All of this and more has once again put a spotlight on fears that Al Qaeda is successfully reaching out to Muslims resident in the West, training them in Pakistan, and sending them home to carry out terrorist attacks. The US and European governments have fretted for years that so-called homegrown terrorists, with passports and language skills that make it easier for them to get around, could be behind the next major terrorist attack in a New York or London.
Those concerns are reasonable, since the last major attack in the West – the bombing of the London subway system in July 2005 – was carried out by British Muslims who'd received training in Al Qaeda-connected camps in Pakistan's lawless border region.
But Pakistani-American Mr. Shahzad was captured after his incompetently constructed bomb failed to explode, and was fingered by a Times Square vendor (himself a Muslim) as he bungled his way to a life sentence in jail, much like the failed British "shoe-bomber" Richard Reid (Mr. Reid had sought to detonate a high explosive with a match, something that is practically impossible).

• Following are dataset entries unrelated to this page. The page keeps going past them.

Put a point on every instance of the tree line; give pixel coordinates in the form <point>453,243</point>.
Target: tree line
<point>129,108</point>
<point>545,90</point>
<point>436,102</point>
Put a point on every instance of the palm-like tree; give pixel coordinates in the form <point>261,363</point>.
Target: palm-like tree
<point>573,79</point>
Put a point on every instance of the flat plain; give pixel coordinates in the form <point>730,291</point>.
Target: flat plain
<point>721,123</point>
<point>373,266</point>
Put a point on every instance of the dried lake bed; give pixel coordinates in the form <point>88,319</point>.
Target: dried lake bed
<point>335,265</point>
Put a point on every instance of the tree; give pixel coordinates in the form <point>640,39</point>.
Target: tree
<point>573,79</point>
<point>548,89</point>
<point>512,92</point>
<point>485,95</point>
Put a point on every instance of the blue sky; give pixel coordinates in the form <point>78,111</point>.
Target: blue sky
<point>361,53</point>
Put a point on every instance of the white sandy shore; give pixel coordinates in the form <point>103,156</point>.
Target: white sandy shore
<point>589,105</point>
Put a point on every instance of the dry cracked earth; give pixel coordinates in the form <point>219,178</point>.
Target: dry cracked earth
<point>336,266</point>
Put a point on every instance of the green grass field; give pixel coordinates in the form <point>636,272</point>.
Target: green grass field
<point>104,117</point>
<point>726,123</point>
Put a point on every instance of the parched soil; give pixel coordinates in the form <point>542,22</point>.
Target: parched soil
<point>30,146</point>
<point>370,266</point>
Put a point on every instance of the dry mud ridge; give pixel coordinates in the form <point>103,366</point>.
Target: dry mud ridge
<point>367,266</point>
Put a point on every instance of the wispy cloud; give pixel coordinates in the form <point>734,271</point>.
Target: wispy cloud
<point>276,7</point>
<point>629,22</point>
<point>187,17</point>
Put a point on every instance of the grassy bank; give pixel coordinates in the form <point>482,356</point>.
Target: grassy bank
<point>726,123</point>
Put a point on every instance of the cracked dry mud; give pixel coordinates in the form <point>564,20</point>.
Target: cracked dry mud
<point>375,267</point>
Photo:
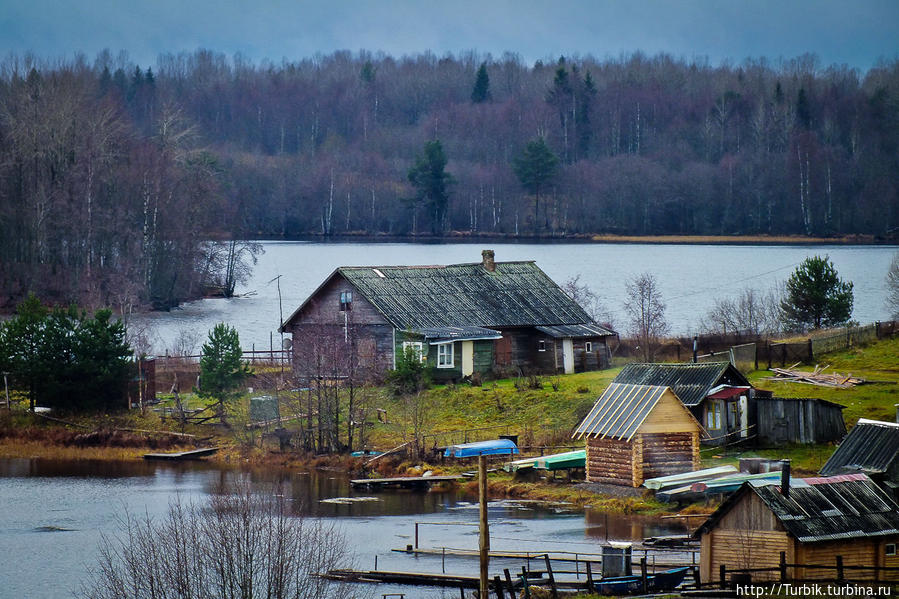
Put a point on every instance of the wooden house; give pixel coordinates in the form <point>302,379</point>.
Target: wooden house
<point>635,432</point>
<point>717,394</point>
<point>812,521</point>
<point>485,317</point>
<point>871,447</point>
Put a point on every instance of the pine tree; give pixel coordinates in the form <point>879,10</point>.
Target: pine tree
<point>481,91</point>
<point>535,168</point>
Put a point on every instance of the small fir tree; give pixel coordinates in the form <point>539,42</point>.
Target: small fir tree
<point>816,296</point>
<point>481,91</point>
<point>221,368</point>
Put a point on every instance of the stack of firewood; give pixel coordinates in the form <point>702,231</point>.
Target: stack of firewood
<point>817,377</point>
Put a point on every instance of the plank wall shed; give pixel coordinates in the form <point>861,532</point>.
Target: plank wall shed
<point>783,420</point>
<point>815,521</point>
<point>635,432</point>
<point>485,318</point>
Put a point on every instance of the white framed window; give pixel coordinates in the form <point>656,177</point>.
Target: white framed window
<point>445,355</point>
<point>346,301</point>
<point>417,347</point>
<point>713,415</point>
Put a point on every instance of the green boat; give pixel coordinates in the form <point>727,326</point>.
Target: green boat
<point>562,461</point>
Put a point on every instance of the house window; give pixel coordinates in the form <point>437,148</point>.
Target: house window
<point>346,301</point>
<point>445,355</point>
<point>415,346</point>
<point>713,415</point>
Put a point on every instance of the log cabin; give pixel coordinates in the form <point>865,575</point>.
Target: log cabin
<point>635,432</point>
<point>716,393</point>
<point>811,520</point>
<point>485,318</point>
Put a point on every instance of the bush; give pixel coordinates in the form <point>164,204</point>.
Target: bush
<point>241,545</point>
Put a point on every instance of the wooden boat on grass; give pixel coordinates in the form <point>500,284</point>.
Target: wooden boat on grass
<point>659,582</point>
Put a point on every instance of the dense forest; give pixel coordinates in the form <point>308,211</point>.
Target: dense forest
<point>114,176</point>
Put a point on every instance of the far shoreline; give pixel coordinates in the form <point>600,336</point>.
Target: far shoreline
<point>465,237</point>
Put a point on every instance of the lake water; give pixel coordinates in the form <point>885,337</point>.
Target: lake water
<point>54,513</point>
<point>690,277</point>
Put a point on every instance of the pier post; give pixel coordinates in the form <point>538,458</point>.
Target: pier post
<point>484,537</point>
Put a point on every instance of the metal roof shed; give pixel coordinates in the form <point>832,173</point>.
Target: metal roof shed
<point>635,432</point>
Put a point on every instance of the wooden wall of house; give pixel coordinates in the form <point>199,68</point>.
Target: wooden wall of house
<point>855,552</point>
<point>748,535</point>
<point>668,453</point>
<point>808,420</point>
<point>372,344</point>
<point>610,461</point>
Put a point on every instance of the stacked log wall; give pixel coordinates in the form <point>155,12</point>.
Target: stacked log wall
<point>667,453</point>
<point>609,461</point>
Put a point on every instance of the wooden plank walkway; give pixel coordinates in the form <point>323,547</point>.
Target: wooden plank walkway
<point>404,482</point>
<point>193,454</point>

The arrests in France – it isn't yet clear if the men were allegedly planning attacks themselves or were simply in the arms smuggling business and had ties to militants – followed an arrest of a French-Algerian in Italy. The police there then shared what they learned from that suspect with the French authorities. And the drone strikes that killed the alleged German and British plotters in Pakistan followed the detention of another man by the authorities in Afghanistan.